28 July 2006, Rome - A general view of FAO Headquarters.

The Food and Agricultural Organisation (FAO) agency of the United Nations, says Nigeria, in the next 30 to 40 years, will face unprecedented pressure in its livestock production.

FAO Country Representative in Nigeria, Mr Suffyan Koroma, made the prediction in Abuja, Tuesday at the onset of the dialogue on in Abuja “Lunch of Africa Sustainable Livestock’’ (ASL 2050) project.

He said that the forecast was built on the evidence that the demand for livestock-based foods would grow rapidly due to increased human population and resultant rise in consumer purchasing power and urbanisation.

“Data from FAO shows that by 2050, beef, dairy and poultry consumption are anticipated to grow by 117 per cent, 557 per cent and 253 per cent respectively from the 2010 levels,’’ he said.

Koroma said that as a result of this data, policy and institutional reforms should be developed, while long-term projections were made.

He also called for solid data and evidence-based analysis to ensure that the opportunities generated by the growing market for livestock-based foods translated into widespread benefits for the populace, including livestock producers, consumers and others along the value chains.
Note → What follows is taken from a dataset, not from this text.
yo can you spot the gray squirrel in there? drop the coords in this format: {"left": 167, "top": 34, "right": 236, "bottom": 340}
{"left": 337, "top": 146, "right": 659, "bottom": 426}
He stressed that due to the heterogeneity and complexity of the livestock sector and its negative effect on the society, the ASL 2050 project was, therefore, looking beyond the current policies and programmes as well as the required inputs from multiple sectors.

Koroma said that the FAO Country Office, in collaboration with its regional office and headquarters, would give adequate support to Nigeria and expand the support to cover the entire African continent, starting with the West African sub-region.

Permanent Secretary, Federal Ministry of Agriculture and Rural Development, Dr Bukar Hassan, said that in response to increasing demand for livestock-based foods, producers would make significant investments in livestock farming systems and value chains.

He said that such investments would result in increased supply of livestock-based foods so as to satisfy the consumers’ demand.

“The impact of the investments on people’s livelihoods, public health and environments will be very significant and the majority of the rural populace depends on it. It is also estimated that livestock contributes over 15.5 per cent to all human-induced greenhouse gas emissions,’’ he said.

Besides, Hassan said that through the ASL2050, the government and the supporting agencies would be able to dialogue, share knowledge and consult with the stakeholders in order to identify opportunities and threats associated with long-term livestock development plans.

He said that the institutions would also be able to agree on priority reforms and investments to create the capacity that were needed to ensure sustainable development of the livestock sector in the next three decades.

Hassan described the project as a major opportunity for the livestock community in Africa, adding that Nigeria would lead by example in efforts to build sustainable and healthy livestock systems for the future.

Recommendations of the three-day dialogue, ASL 2050, will be implemented by FAO in Nigeria, Uganda, Kenya, Ethiopia, Egypt and Burkina Faso.